Evictions: All part of the Games strategy…
As the Centre of Housing Rights and Evictions (COHRE) have shown, when a big new development is attached to a major sporting event, such as an Olympics or Commonwealth Games, people are often forced to move from their homes and relocate their businesses. The Olympic Games alone has displaced over two million of people from host cities around the world through demolitions, higher rents and gentrification (the displacement of poorer residents to make way for wealthier, higher tax-paying residents).
Whether the Games will bring benefits to an area over a short or long time is hotly disputed, but the inevitable reality is that individuals, sometimes whole communities, will be displaced to make way for new facilities. The residents of Dalmarnock (an area which has suffered from serious under-investment) are currently bearing the brunt of this process of displacement to allow Glasgow to host the 2014 Commonwealth Games.
Recently, a Compulsory Purchase Order (CPO) was served by Glasgow City Council on remaining properties (not already in Council ownership) which are earmarked for demolition to make way for the building of the Athlete’s Village. This includes properties in Ardenlea Street and a number of shops in Springfield Road. The story of the Jaconelli family who live in Ardenlea Street, indicates the Council’s lack of consideration for local people as pressure mounts to keep the Games on budget and on schedule.
Before a CPO is served, the Council are required to ‘negotiate’ with property owners and come to a just and reasonable compensation for their property. In the case of Mrs Margaret Jaconelli and her family, who are long-time residents of Ardenlea Street, this has not been the case.
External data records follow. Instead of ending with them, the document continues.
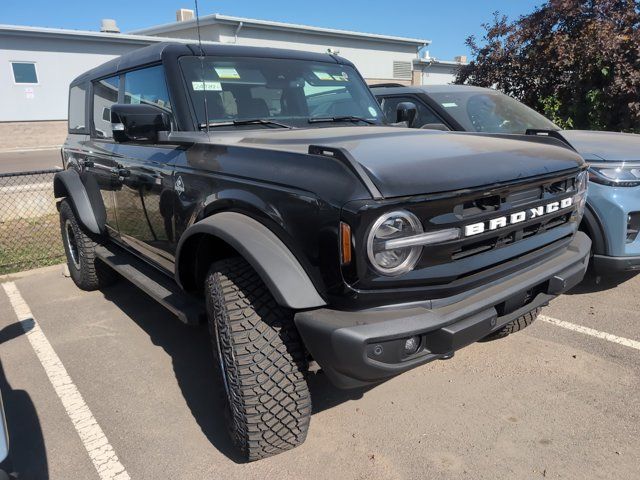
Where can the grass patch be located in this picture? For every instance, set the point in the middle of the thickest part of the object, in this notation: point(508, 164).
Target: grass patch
point(30, 243)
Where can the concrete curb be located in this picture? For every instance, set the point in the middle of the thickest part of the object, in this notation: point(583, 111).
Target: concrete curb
point(10, 277)
point(33, 149)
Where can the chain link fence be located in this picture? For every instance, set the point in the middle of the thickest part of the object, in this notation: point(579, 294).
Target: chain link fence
point(29, 225)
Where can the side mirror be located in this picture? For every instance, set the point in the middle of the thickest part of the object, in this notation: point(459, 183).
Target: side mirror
point(406, 112)
point(436, 126)
point(138, 123)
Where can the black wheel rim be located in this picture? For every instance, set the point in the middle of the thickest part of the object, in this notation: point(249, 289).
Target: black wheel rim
point(72, 244)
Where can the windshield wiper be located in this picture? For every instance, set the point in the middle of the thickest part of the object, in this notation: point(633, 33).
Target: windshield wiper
point(342, 118)
point(234, 123)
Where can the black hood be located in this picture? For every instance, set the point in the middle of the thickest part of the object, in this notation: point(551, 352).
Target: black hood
point(411, 162)
point(604, 146)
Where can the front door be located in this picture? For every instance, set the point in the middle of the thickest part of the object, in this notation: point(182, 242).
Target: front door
point(145, 202)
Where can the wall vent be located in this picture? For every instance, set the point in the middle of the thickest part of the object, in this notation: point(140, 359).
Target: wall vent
point(402, 70)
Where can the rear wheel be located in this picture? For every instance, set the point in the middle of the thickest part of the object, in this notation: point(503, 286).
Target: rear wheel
point(516, 325)
point(87, 272)
point(260, 359)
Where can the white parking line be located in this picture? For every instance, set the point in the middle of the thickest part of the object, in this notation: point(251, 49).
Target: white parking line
point(102, 454)
point(591, 332)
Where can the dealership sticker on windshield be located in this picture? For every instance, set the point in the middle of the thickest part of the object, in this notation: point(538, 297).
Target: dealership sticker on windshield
point(322, 75)
point(211, 86)
point(227, 73)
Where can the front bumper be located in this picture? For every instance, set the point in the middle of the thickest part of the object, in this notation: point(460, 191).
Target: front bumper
point(606, 265)
point(612, 206)
point(365, 347)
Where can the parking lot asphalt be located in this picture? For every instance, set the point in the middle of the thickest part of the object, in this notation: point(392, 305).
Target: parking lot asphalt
point(548, 402)
point(30, 160)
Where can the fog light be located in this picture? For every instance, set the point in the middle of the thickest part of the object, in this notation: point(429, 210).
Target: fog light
point(411, 345)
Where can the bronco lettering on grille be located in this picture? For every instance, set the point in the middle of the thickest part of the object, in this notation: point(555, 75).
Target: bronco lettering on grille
point(516, 217)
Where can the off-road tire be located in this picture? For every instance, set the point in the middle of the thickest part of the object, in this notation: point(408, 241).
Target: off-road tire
point(260, 359)
point(516, 325)
point(86, 271)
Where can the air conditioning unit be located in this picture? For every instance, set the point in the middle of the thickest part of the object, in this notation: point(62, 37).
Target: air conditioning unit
point(184, 14)
point(109, 25)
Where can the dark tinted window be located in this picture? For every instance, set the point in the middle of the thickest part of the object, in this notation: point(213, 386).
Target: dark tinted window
point(77, 98)
point(24, 72)
point(147, 86)
point(105, 94)
point(425, 114)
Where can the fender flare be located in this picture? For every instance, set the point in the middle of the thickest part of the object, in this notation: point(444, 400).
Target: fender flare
point(278, 268)
point(595, 231)
point(89, 208)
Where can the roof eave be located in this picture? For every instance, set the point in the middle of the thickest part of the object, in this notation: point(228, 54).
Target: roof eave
point(269, 25)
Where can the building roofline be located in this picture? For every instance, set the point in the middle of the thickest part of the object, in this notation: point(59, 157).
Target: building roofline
point(267, 24)
point(86, 34)
point(433, 61)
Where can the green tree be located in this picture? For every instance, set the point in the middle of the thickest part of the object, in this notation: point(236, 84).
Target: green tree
point(576, 61)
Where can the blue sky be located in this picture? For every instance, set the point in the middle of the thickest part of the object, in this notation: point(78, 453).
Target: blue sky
point(446, 22)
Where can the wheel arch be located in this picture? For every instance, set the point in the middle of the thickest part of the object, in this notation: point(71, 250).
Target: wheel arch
point(84, 196)
point(592, 226)
point(230, 233)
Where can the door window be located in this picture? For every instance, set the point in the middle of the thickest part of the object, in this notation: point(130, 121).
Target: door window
point(147, 86)
point(77, 98)
point(424, 115)
point(105, 94)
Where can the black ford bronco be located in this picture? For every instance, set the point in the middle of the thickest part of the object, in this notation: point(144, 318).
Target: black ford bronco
point(260, 189)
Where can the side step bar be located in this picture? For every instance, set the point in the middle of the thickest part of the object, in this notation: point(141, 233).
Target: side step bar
point(158, 286)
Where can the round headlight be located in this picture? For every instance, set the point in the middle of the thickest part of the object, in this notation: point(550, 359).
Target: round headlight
point(393, 226)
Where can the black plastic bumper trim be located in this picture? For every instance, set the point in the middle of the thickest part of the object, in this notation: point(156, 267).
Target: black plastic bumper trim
point(338, 340)
point(603, 264)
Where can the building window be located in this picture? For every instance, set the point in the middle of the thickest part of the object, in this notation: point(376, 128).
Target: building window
point(105, 94)
point(24, 72)
point(402, 70)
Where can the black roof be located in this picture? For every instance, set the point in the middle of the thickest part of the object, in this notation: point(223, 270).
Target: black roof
point(157, 52)
point(386, 89)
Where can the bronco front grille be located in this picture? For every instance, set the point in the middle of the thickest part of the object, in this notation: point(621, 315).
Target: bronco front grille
point(475, 208)
point(521, 199)
point(510, 238)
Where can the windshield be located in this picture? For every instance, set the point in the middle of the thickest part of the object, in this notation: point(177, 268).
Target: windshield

As she watches the land across the road from her be sold for millions of pounds per hectare, Mrs Jaconelli is still waiting for a reasonable offer for her property from the Council, and for a proper negotiation to take place. She and her family have been the only occupiers of the last remaining tenement building in Ardenlea Street for the past 6 years. The winters are cold and damp with empty flats all around, and the family are unable to take a holiday for fear of leaving it vacant.
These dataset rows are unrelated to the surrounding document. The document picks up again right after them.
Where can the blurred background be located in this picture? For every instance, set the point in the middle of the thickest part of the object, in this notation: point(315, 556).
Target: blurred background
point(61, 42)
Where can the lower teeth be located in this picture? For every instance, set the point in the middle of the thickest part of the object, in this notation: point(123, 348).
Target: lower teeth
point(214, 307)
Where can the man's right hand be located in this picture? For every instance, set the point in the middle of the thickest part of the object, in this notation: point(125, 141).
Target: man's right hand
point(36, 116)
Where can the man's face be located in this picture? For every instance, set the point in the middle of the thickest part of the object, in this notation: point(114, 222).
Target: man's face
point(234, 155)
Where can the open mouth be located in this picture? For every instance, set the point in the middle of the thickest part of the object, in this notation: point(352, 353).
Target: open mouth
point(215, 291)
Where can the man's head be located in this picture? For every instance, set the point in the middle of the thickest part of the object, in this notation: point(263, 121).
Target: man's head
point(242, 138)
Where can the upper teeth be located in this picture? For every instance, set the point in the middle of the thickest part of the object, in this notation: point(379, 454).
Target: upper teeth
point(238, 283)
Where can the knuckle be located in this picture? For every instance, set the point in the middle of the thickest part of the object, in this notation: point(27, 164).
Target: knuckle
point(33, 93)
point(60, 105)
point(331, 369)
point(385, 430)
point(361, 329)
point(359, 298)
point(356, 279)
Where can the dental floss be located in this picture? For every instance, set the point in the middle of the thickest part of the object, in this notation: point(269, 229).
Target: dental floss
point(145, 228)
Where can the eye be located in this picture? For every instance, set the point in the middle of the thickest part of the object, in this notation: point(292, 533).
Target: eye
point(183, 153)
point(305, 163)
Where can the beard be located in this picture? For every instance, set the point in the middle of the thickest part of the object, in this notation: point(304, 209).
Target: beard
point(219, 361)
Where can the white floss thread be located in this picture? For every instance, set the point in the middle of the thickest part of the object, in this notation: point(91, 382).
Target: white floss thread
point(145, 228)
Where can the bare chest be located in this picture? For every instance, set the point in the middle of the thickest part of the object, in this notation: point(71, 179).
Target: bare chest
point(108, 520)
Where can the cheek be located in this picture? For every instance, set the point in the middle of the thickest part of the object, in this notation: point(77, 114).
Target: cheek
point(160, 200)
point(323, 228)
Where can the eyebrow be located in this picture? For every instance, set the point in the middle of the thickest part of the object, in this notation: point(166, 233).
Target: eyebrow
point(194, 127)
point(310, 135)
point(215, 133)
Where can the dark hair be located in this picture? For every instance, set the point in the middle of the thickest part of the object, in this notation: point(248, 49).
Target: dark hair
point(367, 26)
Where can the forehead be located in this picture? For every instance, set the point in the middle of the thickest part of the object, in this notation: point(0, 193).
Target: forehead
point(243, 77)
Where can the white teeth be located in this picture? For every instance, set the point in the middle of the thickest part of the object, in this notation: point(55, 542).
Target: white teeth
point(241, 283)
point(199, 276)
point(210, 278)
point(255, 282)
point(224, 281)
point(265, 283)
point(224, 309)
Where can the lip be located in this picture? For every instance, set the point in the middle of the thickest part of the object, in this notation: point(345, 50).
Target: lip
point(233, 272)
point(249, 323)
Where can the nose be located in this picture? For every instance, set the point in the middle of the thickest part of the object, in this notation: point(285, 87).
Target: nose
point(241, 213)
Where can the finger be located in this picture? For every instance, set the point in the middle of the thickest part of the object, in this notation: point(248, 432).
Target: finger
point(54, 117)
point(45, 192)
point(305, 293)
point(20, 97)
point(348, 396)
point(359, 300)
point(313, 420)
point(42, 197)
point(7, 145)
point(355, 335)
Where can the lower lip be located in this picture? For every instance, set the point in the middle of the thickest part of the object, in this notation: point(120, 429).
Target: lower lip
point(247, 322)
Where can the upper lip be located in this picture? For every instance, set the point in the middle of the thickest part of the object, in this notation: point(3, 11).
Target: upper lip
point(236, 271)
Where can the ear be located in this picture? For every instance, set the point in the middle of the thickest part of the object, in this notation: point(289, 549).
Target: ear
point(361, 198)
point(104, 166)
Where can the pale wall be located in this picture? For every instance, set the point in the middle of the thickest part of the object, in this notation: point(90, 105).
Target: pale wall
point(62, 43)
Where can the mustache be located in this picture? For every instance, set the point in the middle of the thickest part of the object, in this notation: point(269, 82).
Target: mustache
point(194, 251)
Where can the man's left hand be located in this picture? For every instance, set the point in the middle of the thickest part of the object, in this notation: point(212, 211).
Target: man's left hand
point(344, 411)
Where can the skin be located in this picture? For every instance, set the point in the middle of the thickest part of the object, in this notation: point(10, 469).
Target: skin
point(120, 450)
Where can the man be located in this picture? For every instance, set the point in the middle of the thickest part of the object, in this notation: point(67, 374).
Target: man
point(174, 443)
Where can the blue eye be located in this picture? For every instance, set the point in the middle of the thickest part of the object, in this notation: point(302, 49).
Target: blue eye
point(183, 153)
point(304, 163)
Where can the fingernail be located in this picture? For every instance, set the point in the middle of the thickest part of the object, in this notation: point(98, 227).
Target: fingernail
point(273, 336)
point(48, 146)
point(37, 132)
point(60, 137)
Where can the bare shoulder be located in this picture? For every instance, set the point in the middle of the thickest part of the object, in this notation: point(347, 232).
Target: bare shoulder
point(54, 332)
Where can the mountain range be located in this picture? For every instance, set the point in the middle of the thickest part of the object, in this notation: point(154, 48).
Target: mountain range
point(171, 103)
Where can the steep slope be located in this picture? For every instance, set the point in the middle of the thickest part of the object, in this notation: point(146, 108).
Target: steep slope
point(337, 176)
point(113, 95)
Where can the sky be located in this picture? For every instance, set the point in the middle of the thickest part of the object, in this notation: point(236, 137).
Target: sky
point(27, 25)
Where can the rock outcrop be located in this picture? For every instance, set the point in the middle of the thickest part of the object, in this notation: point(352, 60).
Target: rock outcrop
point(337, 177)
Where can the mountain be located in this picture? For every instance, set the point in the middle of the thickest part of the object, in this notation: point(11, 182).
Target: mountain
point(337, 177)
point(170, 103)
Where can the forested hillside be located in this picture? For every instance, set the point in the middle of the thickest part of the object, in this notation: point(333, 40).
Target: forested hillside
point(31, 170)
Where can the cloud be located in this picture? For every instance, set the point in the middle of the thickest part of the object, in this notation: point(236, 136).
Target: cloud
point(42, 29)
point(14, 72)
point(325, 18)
Mrs Jaconelli and her family remain, not because they want to, but because the Council has failed to provide a proper offer of compensation. They would much prefer to have been settled in a new home, and for all the uncertainty to be over. Many of the businesses around the corner in Springfield Road are facing the same problem, with long delays in compensation forthcoming and the prospect of a legal battle ahead to achieve some kind of justice. The Council have not replied to the various letters of objection to the CPO for the Athlete’s Village site and it is difficult to say when Mrs Jaconelli and others affected by the CPO will be able to get on with their lives. Meanwhile, they have to live in a derelict area which is deteriorating day by day. It’s time the Council played fair, and gave these residents what’s due to them.